Canceled deployment every time I try to redeploy them

Hello @juehai,

Thanks for your inputs here. I can explain when happen on our end.

The lambda AWSWesleyClusterManagerLambda seems to come from AWS control plane and seems to be used by AWS to monitor EKS deployments.

Last week we released a change in our stack allowing to fully move Qovery stack to role base instead of user base authentication, see this thread.
To rollout it out, a cluster update was needed in order to:

  1. Remove iam-eks-user-mapper user from IAM
  2. Create new role for iam-eks-user-mapper in IAM
  3. Deploy the new app allowing to grant IAM users from Admins group access to EKS cluster

As to what’s going on on your cluster, I guess it boils down to EKS aws-auth configmap being empty or at least not having stephane’s account anymore hence we cannot access to it via credentials from this account.
The only root cause I can see of this to happen is if somehow there was an issue during your cluster update between step 1 and 2 (aws user account in IAM for the tool have been removed but the new app hasn’t been deployed) the iam-eks-user-mapper app is still the old one trying to use the old user to update the aws-auth configmap but it fails.
If so, if I had access to the cluster via the cluster creator (what I usually always have) I would manually add stephane’s user to aws-auth, then triggers a cluster update again which should fix the issue.

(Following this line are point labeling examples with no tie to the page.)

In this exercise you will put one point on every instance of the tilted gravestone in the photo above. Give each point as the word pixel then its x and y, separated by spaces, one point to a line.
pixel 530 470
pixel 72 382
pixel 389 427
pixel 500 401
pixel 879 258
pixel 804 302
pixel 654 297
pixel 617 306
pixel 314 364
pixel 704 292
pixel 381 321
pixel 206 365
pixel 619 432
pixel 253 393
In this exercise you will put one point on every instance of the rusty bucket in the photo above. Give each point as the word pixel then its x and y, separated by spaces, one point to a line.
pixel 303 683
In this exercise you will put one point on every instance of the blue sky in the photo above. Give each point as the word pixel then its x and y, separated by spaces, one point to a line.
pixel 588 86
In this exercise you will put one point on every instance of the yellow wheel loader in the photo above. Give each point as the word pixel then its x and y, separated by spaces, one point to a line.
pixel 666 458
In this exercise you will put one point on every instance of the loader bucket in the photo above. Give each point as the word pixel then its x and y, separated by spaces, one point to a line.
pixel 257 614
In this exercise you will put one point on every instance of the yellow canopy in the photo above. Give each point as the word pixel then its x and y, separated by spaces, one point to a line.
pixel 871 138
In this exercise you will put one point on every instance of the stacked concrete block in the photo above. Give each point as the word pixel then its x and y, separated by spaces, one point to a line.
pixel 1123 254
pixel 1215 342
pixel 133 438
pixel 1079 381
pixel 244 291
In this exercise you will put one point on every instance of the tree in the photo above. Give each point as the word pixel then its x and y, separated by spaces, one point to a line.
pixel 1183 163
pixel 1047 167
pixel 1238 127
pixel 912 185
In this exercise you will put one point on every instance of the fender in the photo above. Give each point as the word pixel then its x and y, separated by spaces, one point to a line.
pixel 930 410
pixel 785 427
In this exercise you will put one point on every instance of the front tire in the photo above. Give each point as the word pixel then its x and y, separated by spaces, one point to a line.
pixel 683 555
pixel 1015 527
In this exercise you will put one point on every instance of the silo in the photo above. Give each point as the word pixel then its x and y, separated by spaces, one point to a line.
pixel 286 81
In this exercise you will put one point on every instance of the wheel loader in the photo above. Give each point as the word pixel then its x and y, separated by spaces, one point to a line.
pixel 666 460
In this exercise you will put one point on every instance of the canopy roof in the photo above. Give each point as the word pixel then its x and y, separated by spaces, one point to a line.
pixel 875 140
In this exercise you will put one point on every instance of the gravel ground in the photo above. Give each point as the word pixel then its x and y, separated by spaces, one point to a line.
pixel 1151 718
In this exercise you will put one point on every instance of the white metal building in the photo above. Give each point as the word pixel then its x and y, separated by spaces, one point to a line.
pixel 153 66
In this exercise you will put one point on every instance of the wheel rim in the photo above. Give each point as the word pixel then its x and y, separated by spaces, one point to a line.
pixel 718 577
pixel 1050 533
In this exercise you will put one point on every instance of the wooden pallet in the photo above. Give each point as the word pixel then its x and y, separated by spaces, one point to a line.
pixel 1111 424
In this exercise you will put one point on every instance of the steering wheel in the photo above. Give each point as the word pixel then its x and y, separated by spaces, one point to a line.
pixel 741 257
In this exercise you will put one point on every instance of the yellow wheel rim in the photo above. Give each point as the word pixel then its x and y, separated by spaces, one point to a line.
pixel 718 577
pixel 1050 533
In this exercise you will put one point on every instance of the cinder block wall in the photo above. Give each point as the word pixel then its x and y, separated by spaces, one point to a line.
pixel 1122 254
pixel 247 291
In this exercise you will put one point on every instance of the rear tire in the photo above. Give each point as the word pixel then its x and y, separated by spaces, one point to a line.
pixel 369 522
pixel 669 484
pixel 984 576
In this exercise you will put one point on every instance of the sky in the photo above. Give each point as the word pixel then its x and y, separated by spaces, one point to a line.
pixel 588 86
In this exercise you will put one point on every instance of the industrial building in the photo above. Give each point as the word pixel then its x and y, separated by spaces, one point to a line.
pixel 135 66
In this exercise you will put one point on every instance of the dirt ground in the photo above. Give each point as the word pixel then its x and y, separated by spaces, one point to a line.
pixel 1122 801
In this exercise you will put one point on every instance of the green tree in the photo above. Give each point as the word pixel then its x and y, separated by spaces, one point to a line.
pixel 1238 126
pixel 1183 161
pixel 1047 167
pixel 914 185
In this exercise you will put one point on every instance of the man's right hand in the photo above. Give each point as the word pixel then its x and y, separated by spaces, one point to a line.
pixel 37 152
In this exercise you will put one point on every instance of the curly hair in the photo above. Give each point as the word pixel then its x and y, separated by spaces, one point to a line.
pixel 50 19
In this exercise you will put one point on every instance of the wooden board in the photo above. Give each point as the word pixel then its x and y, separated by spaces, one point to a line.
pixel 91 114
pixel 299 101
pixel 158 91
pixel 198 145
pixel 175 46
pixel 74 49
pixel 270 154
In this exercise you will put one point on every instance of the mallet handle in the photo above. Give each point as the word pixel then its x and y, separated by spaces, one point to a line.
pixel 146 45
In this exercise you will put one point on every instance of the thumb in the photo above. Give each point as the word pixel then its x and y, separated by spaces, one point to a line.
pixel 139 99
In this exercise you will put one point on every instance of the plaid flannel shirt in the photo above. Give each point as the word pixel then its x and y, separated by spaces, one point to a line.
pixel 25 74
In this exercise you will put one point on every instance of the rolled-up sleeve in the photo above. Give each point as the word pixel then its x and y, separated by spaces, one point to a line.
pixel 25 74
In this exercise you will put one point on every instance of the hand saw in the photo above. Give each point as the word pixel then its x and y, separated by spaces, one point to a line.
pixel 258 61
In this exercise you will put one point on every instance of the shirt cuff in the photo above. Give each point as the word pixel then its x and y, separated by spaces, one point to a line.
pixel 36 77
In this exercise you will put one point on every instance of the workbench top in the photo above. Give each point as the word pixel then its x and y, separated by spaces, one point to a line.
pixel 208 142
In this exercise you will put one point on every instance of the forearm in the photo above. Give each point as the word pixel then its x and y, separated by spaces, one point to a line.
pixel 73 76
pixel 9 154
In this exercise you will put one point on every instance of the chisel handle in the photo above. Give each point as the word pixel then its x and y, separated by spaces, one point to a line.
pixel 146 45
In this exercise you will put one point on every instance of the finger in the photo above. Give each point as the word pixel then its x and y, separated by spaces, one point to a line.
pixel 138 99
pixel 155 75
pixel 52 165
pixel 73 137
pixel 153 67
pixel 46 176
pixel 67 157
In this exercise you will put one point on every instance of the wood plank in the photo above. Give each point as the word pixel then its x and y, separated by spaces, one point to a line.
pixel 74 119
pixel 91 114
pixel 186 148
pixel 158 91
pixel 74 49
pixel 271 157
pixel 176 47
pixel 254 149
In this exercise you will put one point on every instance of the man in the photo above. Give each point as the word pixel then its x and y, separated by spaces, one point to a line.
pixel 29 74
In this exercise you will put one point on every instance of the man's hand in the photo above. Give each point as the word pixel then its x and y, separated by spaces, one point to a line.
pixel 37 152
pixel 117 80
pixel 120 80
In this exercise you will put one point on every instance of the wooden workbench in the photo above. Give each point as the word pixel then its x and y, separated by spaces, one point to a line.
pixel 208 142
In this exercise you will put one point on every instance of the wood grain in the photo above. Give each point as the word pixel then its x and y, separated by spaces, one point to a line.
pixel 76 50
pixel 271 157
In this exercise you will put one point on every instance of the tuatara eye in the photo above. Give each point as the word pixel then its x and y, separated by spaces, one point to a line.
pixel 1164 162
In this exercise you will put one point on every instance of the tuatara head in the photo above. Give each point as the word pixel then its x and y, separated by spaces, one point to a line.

The issue here is that I don’t understand why stephane’s account access is completely lost, usually if such issue happen, I can still connect to the cluster using cluster’s creator credentials (the ones you provided to Qovery), which makes me think something else happened somehow.

So now, there is 3 solutions I can think of:

  1. (if the issue comes from the case described above): if you can use a master user from your AWS account (having all rights), you can try to trigger this command which is suppose to add stephane’s account to cluster aws-auth configmap;
    Let me now once this is done so I can try to connect to the cluster and check its status.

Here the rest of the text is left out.